Let's say I'm working on it. Telling myself I don't need so much.

Comment: Lou (Jul 10, 2002)

Mary Jean and I have our own "Mediterranean plan" for slowing down and enjoying summer. Every week, we're going to make a batch of pesto and a batch of roasted red peppers. We'll buy a great loaf of bread, maybe a hunk of mozzarella. Then, two or three nights a week, we'll open a bottle of red and sit in the backyard and enjoy dinner caprese. Slow and easy, not to mention light and tasty. No TV, no news reports. Viva backyard cocooning!

Comment: Donna Maurer (Jul 11, 2002)

Good to hear you had a good time. We are lovely, aren't we ;)

The conference was great - thanks for all of the inspiration.

Make that 3 new IA groups - Canberra as well, who have had their first meeting, and set up a yahoo group (ACT-IA).
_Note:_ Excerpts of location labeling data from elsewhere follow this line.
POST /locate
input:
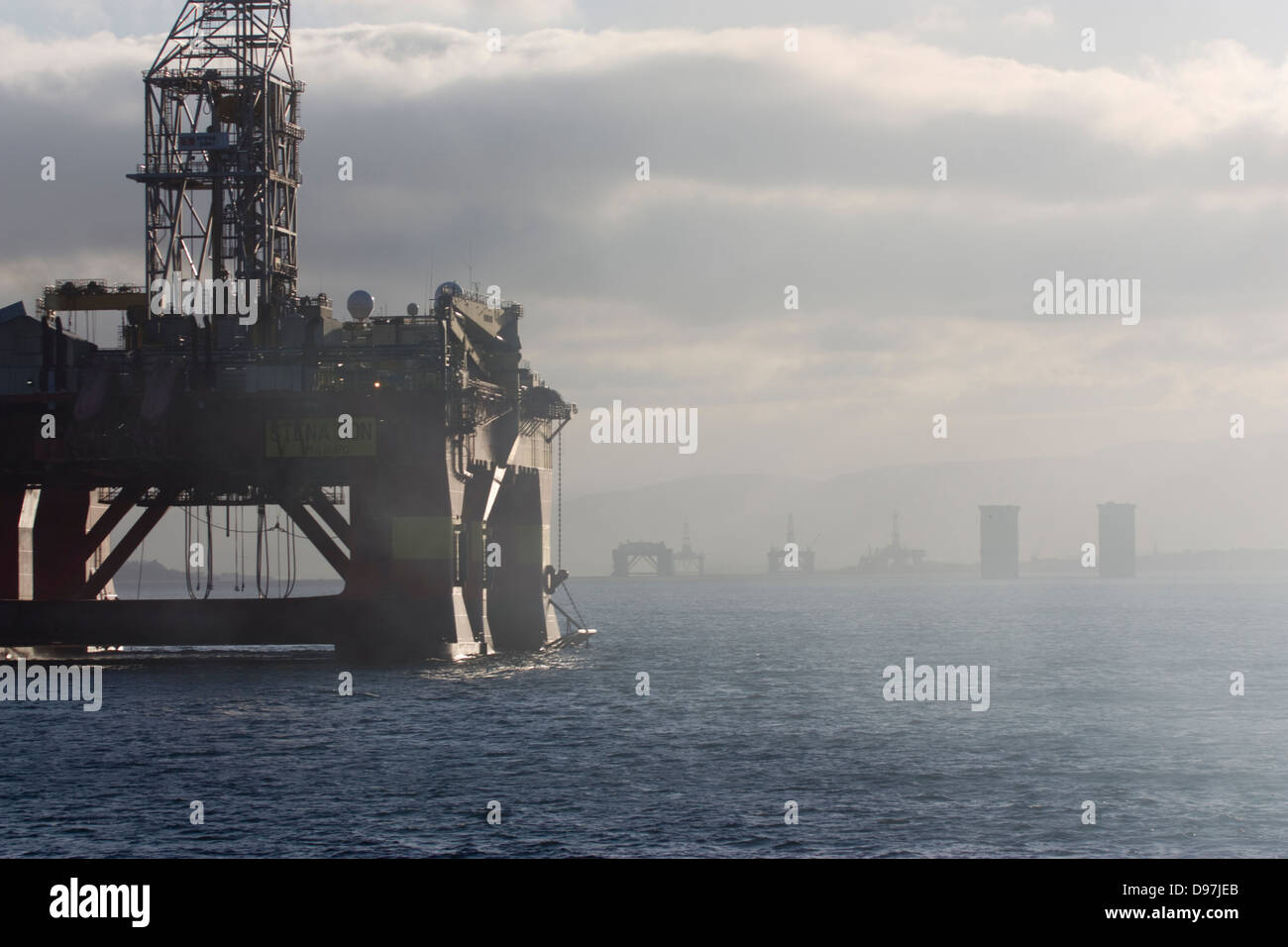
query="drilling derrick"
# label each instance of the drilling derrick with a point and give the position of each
(222, 158)
(232, 394)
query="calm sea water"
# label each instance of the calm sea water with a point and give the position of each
(760, 692)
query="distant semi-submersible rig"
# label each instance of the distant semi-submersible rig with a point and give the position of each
(429, 427)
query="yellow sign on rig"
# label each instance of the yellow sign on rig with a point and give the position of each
(320, 437)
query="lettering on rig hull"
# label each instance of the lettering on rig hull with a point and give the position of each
(318, 437)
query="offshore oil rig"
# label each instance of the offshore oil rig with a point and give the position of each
(231, 390)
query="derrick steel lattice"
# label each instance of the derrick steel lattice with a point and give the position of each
(222, 161)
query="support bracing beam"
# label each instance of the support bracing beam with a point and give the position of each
(121, 554)
(111, 518)
(330, 515)
(320, 539)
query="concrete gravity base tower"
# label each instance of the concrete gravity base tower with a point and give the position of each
(1000, 541)
(244, 394)
(1117, 540)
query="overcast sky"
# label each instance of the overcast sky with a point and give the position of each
(768, 169)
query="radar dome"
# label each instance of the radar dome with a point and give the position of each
(361, 303)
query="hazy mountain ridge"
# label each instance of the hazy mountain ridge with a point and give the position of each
(1189, 496)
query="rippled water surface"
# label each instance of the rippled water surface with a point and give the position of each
(761, 692)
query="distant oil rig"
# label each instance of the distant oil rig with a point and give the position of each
(657, 560)
(791, 558)
(239, 393)
(894, 557)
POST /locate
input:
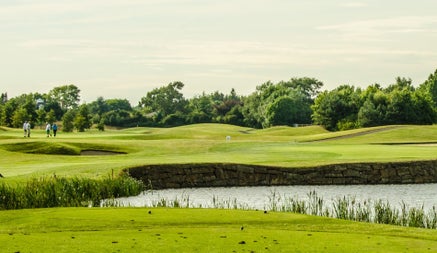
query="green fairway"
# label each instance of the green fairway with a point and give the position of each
(21, 158)
(198, 230)
(201, 230)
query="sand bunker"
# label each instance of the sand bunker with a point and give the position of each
(99, 152)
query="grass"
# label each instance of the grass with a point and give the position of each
(210, 230)
(21, 158)
(198, 230)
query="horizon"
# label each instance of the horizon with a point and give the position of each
(119, 49)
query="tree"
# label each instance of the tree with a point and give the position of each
(337, 109)
(82, 120)
(68, 121)
(165, 100)
(258, 109)
(430, 87)
(51, 117)
(67, 96)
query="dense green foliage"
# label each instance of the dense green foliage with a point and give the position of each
(298, 101)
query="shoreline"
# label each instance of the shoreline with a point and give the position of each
(164, 176)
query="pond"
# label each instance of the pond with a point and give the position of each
(266, 198)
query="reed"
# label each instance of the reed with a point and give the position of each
(346, 207)
(66, 192)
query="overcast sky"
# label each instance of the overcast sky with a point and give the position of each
(125, 48)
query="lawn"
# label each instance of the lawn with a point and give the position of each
(21, 158)
(201, 230)
(198, 230)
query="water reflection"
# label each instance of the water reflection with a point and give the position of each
(413, 195)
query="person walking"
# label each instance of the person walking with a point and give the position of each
(25, 128)
(28, 128)
(48, 127)
(55, 129)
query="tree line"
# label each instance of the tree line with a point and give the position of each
(298, 101)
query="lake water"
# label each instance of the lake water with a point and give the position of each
(261, 198)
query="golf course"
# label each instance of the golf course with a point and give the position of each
(99, 155)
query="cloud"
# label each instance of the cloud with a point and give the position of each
(377, 27)
(354, 4)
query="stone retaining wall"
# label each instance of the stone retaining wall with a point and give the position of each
(223, 174)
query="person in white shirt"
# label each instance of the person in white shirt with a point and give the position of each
(25, 128)
(48, 127)
(28, 128)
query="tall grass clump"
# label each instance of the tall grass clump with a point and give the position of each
(66, 192)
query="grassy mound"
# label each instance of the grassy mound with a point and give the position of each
(198, 230)
(206, 143)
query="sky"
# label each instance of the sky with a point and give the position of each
(124, 49)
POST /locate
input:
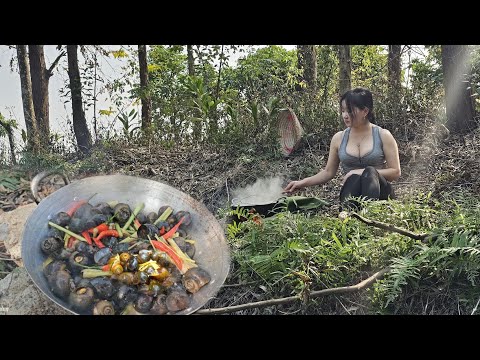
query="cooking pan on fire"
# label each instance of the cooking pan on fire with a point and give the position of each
(212, 251)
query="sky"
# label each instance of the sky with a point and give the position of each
(10, 92)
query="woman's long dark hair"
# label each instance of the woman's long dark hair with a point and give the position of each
(361, 98)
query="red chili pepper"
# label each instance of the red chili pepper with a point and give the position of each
(70, 242)
(173, 230)
(136, 223)
(100, 228)
(176, 259)
(87, 237)
(74, 206)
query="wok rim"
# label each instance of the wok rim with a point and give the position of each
(65, 192)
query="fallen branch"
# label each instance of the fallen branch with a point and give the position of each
(340, 290)
(389, 227)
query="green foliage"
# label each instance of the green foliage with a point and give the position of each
(8, 181)
(450, 259)
(129, 126)
(289, 252)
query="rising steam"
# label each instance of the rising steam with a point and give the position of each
(263, 191)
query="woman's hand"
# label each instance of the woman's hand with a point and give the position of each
(292, 186)
(351, 172)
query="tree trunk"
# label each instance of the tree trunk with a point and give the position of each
(458, 94)
(394, 80)
(345, 69)
(146, 101)
(197, 125)
(191, 68)
(307, 60)
(80, 127)
(40, 80)
(394, 68)
(8, 129)
(33, 141)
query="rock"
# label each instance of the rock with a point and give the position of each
(11, 230)
(20, 296)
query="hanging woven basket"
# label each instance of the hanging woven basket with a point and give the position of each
(290, 131)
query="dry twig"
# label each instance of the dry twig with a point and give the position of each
(389, 227)
(340, 290)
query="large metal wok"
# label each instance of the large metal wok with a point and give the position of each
(212, 251)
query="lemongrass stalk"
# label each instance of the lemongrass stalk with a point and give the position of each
(127, 240)
(134, 214)
(119, 230)
(164, 216)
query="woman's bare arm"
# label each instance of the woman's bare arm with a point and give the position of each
(390, 148)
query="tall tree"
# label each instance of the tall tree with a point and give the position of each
(8, 126)
(40, 80)
(394, 79)
(191, 63)
(145, 97)
(394, 67)
(345, 69)
(197, 125)
(307, 61)
(33, 141)
(458, 93)
(80, 127)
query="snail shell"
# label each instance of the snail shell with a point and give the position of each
(195, 278)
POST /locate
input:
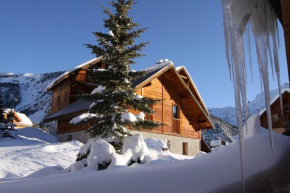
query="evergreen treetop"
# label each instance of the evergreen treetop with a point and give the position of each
(115, 95)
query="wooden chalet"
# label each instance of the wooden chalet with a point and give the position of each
(181, 109)
(280, 123)
(19, 119)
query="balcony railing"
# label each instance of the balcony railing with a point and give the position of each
(176, 126)
(81, 78)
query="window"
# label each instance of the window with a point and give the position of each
(275, 117)
(149, 117)
(175, 112)
(66, 96)
(185, 148)
(69, 137)
(58, 100)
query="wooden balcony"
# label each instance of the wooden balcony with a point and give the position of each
(81, 77)
(176, 126)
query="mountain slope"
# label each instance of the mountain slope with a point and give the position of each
(222, 131)
(228, 114)
(28, 89)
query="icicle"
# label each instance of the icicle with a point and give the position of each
(238, 17)
(227, 37)
(271, 57)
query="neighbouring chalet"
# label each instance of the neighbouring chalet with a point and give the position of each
(181, 109)
(19, 119)
(280, 124)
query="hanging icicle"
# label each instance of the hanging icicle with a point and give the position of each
(240, 18)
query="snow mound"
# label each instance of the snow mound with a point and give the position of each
(215, 143)
(99, 89)
(204, 174)
(23, 156)
(24, 119)
(6, 74)
(36, 134)
(100, 152)
(127, 116)
(28, 74)
(136, 146)
(156, 144)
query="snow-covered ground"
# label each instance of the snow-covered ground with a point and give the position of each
(33, 150)
(165, 173)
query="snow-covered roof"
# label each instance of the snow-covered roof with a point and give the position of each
(152, 70)
(66, 73)
(22, 119)
(179, 68)
(275, 98)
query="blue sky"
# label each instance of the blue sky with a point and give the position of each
(41, 36)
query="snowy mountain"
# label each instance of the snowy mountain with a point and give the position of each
(222, 131)
(228, 114)
(28, 89)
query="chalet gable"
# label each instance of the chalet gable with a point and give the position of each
(183, 84)
(66, 74)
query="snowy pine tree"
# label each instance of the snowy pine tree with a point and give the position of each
(114, 95)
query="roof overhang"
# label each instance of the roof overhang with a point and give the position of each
(67, 74)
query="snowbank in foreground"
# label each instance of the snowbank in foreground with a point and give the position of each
(201, 174)
(33, 150)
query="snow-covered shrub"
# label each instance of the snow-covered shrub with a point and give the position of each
(156, 144)
(7, 130)
(136, 146)
(101, 153)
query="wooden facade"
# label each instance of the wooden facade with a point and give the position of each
(280, 123)
(175, 91)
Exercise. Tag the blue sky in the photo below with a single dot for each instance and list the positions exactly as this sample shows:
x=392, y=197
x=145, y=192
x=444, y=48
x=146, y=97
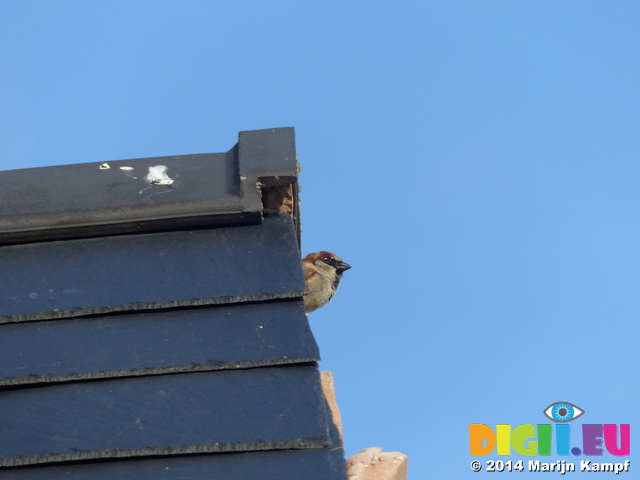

The write-up is here:

Comment: Jeff (Jul 12, 2002)

Lou, if I had to leave America, Oz and NZ would be places I could see myself. Australia has the attitude of America a few years back. The terrain is familiar and with only about 17 million people on the continent, there's lots of room to grow.

Growing up on the beaches of L.A., one of my dreams was to sit on the sand on the other side of the Pacific. Got to do that in Queensland a few years back.